Выбрать главу

Вопрос о «Казаках» (и в частности, о соотношении редакции 1858 г. с чтением писем Станкевича) требует особого исследования за пределами этой статьи. Здесь важно только установить связь этой редакции и самого факта возвращения к давно прерванной работе с той умственной «школой», которую прошел Толстой в 1857­1858 г.х. Под влиянием всего пережитого и передуманного за эти годы в его созна­нии чрезвычайно обострилась и стала первоочередной проблема соотношения «временного» (исторического) и «вечного» — проблема, которая составляла траги­ческий центр мировоззрения и поведения Тургенева. Отсюда — и колебания и трудности в писании «Казаков»: Толстой склонялся то к эпосу (с установкой на «вечное», неизменное — на природу, на любовь, на «естественного» человека), то к общественно-историческому роману, изображающему «странное николаевское развитие» молодого человека 40-х годов. Характерны в этом смысле его записи в дневнике 1858 г., связанные с Чичериным. 20 марта: «Много я обязан Чичерину. Теперь при каждом новом предмете и обстоятельстве я, кроме условий самого предмета и обстоятельства, невольно ищу его место в вечном и бесконечном, в истории»; 30 апреля: «Нет, история холодна для меня» (48, 10, 14). В промежутке между этими записями — усиленная работа над «Казаками». Вслед за этим наступил момент, когда Толстой почувствовал необходимость для себя новых жизненных решений, независимых от Тургенева, Анненкова и Боткина.

О приближении этого момента свидетельствовал, в сущности, уже рассказ «Лю­церн». Он не понравился никому из «учителей» Толстого. Тургенев писал ему: «Вы хотите во всем полноту и ясность — и хотите все это тотчас... идите своей дорогой и пишите — только, разумеется, не Люцернскую морально-политическую пропо­ведь. — Боткин мне очень хвалил начало Вашего Кавказского романа. Вы пишете, что очень довольны, что не послушались моего совета — не сделались только ли­тератором. Не спорю, может быть Вы и правы, только я, грешный человек, как ни ломаю себе голову, никак не могу придумать, что же Вы такое, если не литератор: офицер? помещик? философ? основатель нового религиозного учения? чиновник? делец? Пожалуйста, выведите меня из затруднения и скажите, какое из этих пред­положений справедливо. Я шучу — а в самом деле мне бы ужасно хотелось, чтобы Вы поплыли, наконец, на полных парусах»254. Письмо это написано не только с иронией, но и обидой на «ученика». Еще раньше Тургенев писал Боткину: «Я про­чел небольшую его вещь, написанную в Швейцарии, — не понравилась она мне: смешение Руссо, Теккерея и краткого православного катехизиса. Он, как Геркулес, находится на перепутье; дай бог ему пойти по хорошей дороге»255. Под «православ­ным катехизисом» Тургенев разумел, очевидно, напряженный характер моральных исканий Толстого, принимавший религиозный оттенок. Недаром в числе «шутли­вых» вопросов, обращенных к Толстому в письме, был вопрос: «основатель нового религиозного учения?». Зоркий глаз Тургенева увидел уже в «Люцерне» зародыши будущего. Боткин отвечал Тургеневу: «Православный катехизис Толстого меня тоже очень сильно озадачивает, и я не могу себе объяснить, как он так глубоко уселся в нем. Сжатость и ограниченность воззрения смущает меня, между тем как с другой стороны пытливость его и анализ идут до нелепых даже крайностей»256.

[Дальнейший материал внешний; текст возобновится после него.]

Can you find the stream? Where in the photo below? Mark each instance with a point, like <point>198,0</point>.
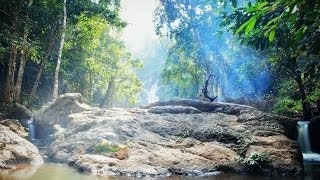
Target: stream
<point>54,171</point>
<point>51,171</point>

В том-то и дело, что Толстой всегда доходил до «крайностей» — в противополож­ность своим либеральным учителям. Хотя он сам признал потом свой рассказ «мерзостью», но, конечно, не по тем причинам, о которых писали Тургенев и Бот­кин. Интересны признания И. И. Панаева в письме к Боткину: «Толстой жил у нас на даче три дня. Хороший он и умный человек, но в жизни барчонок и помещик: я бы с ним два дня не прожил. Его рассказ "Люцерн" на публику подействовал неблагоприятно. — Когда я слышал его из уст автора, читавшего с раздражением внутренним и со слезами в конце, — рассказ этот подействовал на меня сильно, но потом, когда я перечел его сам, он произвел на меня совсем другое впечатление... Нет, философствовать ему еще рано, — надо пожить и поучиться»257 И все же «Люцерн» был вещью очень значительной и симптоматичной, подготовлявшей выход Толстого из «школы» Тургенева: об этом говорят как самый рассказ, напи­санный не столько в «православном», сколько в социально-утопическом духе, так и то «раздражение» и те «слезы в конце», о которых сообщает Панаев. Без «Люцер­на» Толстой не мог бы «поплыть на полных парусах», а для него и в самом деле пришло это время.